Jump to: navigation, search

Dan Olsen mentioned that our large memory device could simplify programming. What he called hunks could be allocated by programs and linked together to help the memory subsystem know what is persistent and what are related.

He also made the comment that the disk head could be sent to empty portions of the disk while idle and do writes of dirty blocks. Wherever they are written the mapping could be updated. This would reduce disk thrashing for writes.

I searched for flat address spaces on Google and found the following. I think the interesting concept is that it makes programming simpler. Wouldn’t our approach have the same impact?

Almost all popular processors have a flat address space, but the Intel x86 family has a segmented address space. A flat address space greatly simplifies programming because of the simple correspondence between addresses (pointers) and integers.

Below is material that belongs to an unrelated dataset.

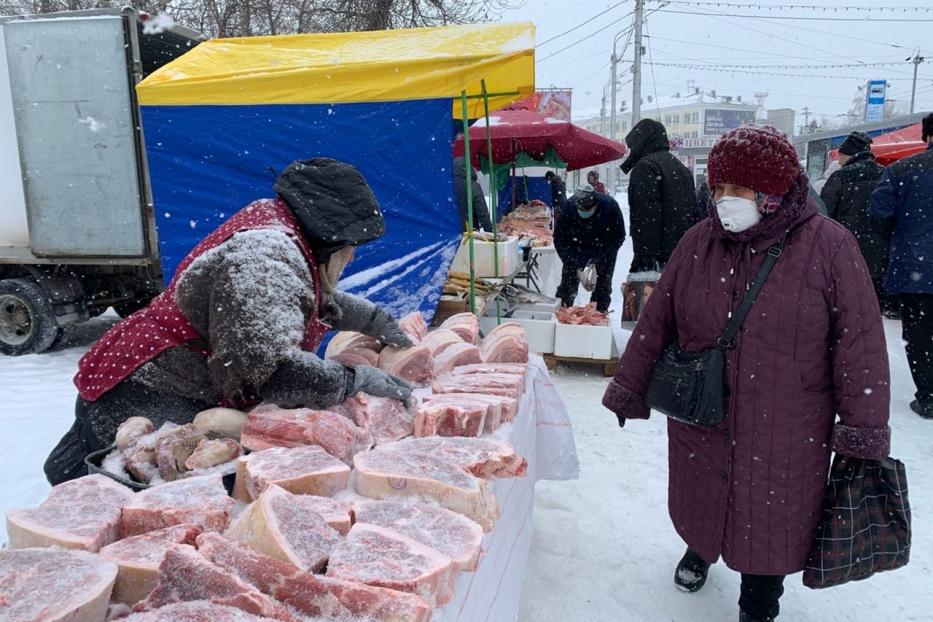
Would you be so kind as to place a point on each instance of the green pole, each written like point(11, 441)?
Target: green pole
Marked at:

How about the following from Microsoft. Notice the two advantages outlined below. Wouldn’t our technique be the extreme case of this approach? We would map all of every file. The more the better, right?


File Mapping

File mapping is the association of a file's contents with a portion of the virtual address space of a process. The system creates a file mapping object to maintain this association. A file view is the portion of virtual address space that the process uses to access the file's contents. Processes read from and write to the file view using pointers, just as they would with dynamically allocated memory. Processes can also manipulate the file view with the \VirtualProtect function. File mapping provides two major advantages:

•Faster and easier file access

•Shared memory between two or more applications

File mapping allows a process to access files more quickly and easily by using a pointer to a file view. Using a pointer improves efficiency because the file resides on disk, but the file view resides in memory. File mapping allows the process to use both random input and output (I/O) and sequential I/O. It also allows the process to efficiently work with a large data file, such as a database, without having to map the whole file into memory. When the process needs data from a portion of the file other than what is in the current file view, it can unmap the current file view, then create a new file view. The file mapping functions allow a process to create file mapping objects and file views to easily access and share data. The following illustration shows the relationship between the file on disk, a file mapping object, and a file view.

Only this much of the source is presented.